Listen to a recording of the Red-Haired Stepchild: Making Visual Art in New Orleans panel discussion, featuring curator Dan Cameron and artists Skylar Fein, Srdjan Loncar, and Dan Tague, held on January 10, 2011 at the Masonic Lodge in Marfa, Texas.

This spring, Ballroom Marfa is collaborating with curator Dan Cameron on The World According to New Orleans, a curatorial examination of the art and visual culture of New Orleans, with a particular focus on areas of overlap between self-taught and avant-garde tendencies. The exhibition includes work by several artists who were self-taught, as well as documentary photographs and film that examine neighborhood and community expressions.

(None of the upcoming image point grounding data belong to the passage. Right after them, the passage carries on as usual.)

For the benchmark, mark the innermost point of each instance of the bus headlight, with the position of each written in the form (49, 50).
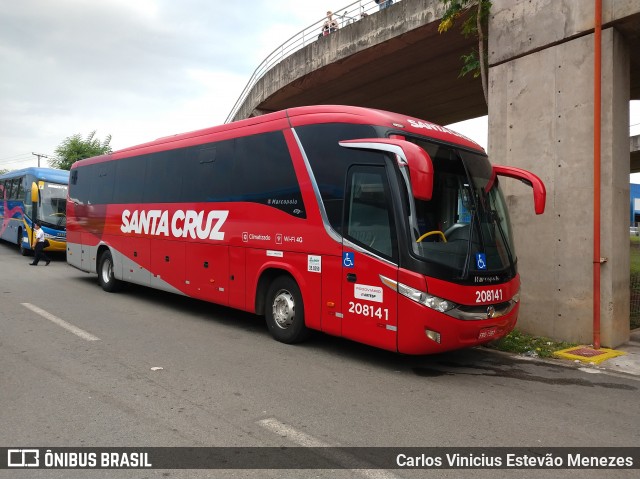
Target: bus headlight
(428, 300)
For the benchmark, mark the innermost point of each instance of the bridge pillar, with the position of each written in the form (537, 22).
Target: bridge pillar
(541, 112)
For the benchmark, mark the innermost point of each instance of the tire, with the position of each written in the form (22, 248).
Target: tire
(285, 311)
(106, 277)
(23, 251)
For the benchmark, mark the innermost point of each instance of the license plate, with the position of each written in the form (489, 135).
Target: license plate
(488, 333)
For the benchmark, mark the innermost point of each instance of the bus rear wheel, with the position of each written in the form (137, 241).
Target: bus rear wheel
(285, 311)
(105, 273)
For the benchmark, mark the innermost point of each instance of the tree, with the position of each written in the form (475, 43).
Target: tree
(74, 148)
(474, 62)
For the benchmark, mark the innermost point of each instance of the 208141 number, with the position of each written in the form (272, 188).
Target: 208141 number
(489, 296)
(368, 310)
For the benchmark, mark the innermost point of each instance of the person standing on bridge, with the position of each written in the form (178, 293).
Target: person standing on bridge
(330, 25)
(384, 3)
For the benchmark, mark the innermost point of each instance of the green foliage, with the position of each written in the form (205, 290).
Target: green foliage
(521, 343)
(478, 13)
(455, 8)
(74, 148)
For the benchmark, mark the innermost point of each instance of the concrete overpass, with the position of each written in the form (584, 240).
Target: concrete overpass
(635, 153)
(541, 110)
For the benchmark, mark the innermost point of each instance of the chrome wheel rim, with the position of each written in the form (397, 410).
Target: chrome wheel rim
(284, 309)
(107, 271)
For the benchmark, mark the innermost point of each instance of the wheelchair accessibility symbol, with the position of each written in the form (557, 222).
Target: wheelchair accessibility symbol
(481, 260)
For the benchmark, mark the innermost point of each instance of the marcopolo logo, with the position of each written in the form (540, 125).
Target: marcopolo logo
(180, 224)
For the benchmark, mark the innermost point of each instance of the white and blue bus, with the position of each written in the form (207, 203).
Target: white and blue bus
(29, 195)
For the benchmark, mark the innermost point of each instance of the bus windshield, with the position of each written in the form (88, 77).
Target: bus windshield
(465, 227)
(52, 208)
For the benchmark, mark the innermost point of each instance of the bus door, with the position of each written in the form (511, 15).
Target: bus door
(369, 251)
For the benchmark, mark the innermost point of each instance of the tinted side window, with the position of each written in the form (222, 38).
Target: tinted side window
(210, 171)
(369, 216)
(19, 193)
(164, 173)
(329, 161)
(102, 182)
(264, 173)
(79, 185)
(130, 174)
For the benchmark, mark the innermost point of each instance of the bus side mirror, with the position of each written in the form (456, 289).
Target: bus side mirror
(528, 178)
(408, 155)
(35, 193)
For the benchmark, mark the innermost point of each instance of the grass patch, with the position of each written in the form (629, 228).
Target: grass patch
(534, 346)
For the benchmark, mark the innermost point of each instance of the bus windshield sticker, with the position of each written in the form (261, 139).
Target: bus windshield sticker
(369, 293)
(314, 263)
(481, 260)
(348, 259)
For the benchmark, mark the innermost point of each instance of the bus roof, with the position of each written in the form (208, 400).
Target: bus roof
(47, 174)
(299, 116)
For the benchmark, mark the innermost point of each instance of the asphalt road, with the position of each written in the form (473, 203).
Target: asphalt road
(224, 382)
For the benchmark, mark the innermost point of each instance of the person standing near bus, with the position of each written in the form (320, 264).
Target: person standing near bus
(39, 247)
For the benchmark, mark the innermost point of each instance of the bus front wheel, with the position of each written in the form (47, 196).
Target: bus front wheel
(105, 273)
(285, 311)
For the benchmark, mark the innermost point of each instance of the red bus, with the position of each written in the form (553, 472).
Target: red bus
(365, 224)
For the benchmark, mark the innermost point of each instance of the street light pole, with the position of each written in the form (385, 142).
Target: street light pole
(40, 155)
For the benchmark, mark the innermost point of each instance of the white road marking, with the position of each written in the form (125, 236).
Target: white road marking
(305, 440)
(62, 323)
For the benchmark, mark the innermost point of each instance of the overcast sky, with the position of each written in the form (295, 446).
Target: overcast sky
(138, 69)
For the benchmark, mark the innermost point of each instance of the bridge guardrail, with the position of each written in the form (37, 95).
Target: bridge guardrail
(350, 14)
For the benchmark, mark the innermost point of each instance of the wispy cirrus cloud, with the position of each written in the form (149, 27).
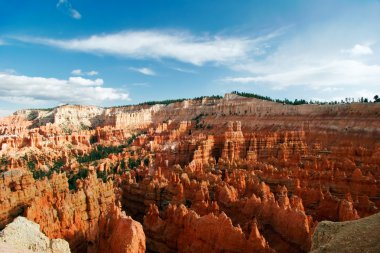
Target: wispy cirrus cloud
(144, 71)
(79, 72)
(358, 50)
(22, 89)
(156, 44)
(339, 58)
(66, 7)
(189, 71)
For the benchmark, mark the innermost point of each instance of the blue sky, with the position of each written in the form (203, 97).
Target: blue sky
(126, 52)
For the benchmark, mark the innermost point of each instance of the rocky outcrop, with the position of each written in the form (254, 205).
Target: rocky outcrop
(351, 236)
(185, 231)
(23, 235)
(267, 172)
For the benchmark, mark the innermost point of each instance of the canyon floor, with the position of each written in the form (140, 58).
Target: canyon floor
(230, 174)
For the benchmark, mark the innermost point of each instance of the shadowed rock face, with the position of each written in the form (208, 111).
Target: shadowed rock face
(266, 173)
(351, 236)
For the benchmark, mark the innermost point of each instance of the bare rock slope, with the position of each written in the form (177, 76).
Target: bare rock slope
(361, 235)
(23, 235)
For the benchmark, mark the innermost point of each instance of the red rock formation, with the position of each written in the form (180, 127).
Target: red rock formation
(185, 231)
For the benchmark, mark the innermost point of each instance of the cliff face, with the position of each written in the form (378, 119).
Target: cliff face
(87, 218)
(23, 235)
(194, 173)
(349, 236)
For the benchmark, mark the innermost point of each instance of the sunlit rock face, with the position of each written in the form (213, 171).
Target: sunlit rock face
(191, 175)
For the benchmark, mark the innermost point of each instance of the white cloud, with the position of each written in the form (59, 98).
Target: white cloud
(85, 82)
(20, 88)
(150, 44)
(79, 72)
(5, 112)
(310, 62)
(141, 84)
(92, 73)
(340, 73)
(66, 7)
(358, 50)
(190, 71)
(144, 71)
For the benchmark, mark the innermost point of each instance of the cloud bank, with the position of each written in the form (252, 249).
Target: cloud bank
(180, 46)
(26, 89)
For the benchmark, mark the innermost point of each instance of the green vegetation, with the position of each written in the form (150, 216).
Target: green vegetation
(93, 139)
(133, 164)
(32, 115)
(300, 101)
(146, 161)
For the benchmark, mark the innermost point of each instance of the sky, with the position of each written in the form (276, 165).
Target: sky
(106, 53)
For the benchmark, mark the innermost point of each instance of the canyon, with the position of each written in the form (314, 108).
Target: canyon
(231, 174)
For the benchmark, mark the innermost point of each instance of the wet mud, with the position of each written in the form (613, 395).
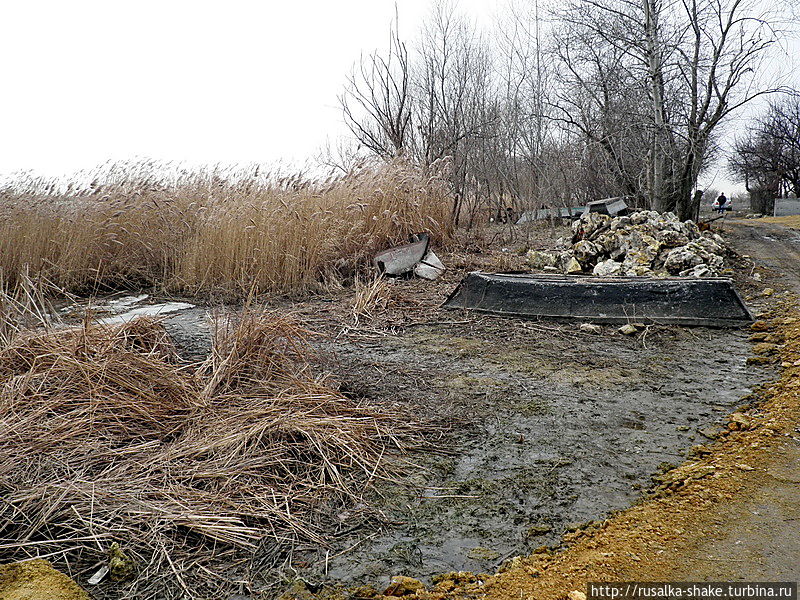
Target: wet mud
(549, 427)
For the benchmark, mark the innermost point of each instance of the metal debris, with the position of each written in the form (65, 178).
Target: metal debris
(416, 257)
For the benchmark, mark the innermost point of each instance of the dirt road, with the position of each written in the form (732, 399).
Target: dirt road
(757, 537)
(772, 246)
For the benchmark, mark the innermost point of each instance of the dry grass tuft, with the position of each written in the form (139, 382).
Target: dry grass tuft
(215, 232)
(370, 296)
(204, 475)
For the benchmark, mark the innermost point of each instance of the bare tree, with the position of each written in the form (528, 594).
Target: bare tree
(377, 102)
(767, 159)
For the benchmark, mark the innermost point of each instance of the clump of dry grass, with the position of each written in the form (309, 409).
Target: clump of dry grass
(371, 295)
(204, 475)
(213, 232)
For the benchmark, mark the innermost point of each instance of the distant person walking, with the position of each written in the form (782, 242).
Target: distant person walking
(721, 204)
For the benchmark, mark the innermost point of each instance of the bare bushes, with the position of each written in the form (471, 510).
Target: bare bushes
(203, 475)
(229, 233)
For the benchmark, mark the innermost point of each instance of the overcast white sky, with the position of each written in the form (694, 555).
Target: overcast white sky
(236, 80)
(85, 81)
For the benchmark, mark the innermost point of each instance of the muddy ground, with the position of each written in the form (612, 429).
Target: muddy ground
(549, 426)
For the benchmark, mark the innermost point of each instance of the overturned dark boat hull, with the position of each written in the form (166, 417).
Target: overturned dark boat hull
(711, 302)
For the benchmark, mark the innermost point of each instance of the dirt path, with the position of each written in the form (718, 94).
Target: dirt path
(770, 245)
(757, 537)
(729, 514)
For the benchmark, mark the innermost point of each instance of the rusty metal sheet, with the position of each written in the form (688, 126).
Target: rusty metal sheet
(403, 259)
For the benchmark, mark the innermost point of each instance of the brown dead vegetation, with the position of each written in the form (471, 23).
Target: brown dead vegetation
(213, 233)
(203, 474)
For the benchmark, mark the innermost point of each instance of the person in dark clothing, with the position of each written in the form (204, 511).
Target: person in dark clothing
(721, 204)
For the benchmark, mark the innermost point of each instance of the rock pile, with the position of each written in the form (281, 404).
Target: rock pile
(644, 243)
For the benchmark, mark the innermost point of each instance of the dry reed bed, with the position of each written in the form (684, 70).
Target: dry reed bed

Of the six participating artists from the present day, most are well-known to each other and others in the tight-knit New Orleans art community, if not yet to the general public. Bruce Davenport Jr. grew up within the New Orleans public housing system, made drawings as a child, and played football in college until an injury, followed by Katrina, precipitated his return to making art. Courtney Egan, one of the first New Orleans artists to work primarily in video, continues to create in many different media, but with a particular emphasis on projections that incorporate found-object sculpture. Skylar Fein, born and raised in New York, was planning to be a doctor before the experience of Katrina made him instead opt for being an artist, and in a relatively short time he has become one of the city’s most prominent artistic voices, with works ranging from the monumental Remember the Upstairs Lounge to more recent projects focused on music, youth and political revolution. Srdjan Loncar is a sculptor who was born and raised in Croatia and Louisiana before returning for good during the mid-1990s wars in former Yugoslavia. Deborah Luster has photographed both prisoners and crime scenes in New Orleans using atmospheric treatments, and often works with traditional printing techniques. Gina Phillips makes conventional paintings, but is best known for her densely packed assemblage-paintings that substitute skeins of colored threads for pigment. Dan Tague, who has worked in photography, sculpture and installation with tart renderings of political themes, is currently developing a multi-media room-scaled environmental installation based on his memory of ninth grade social studies class.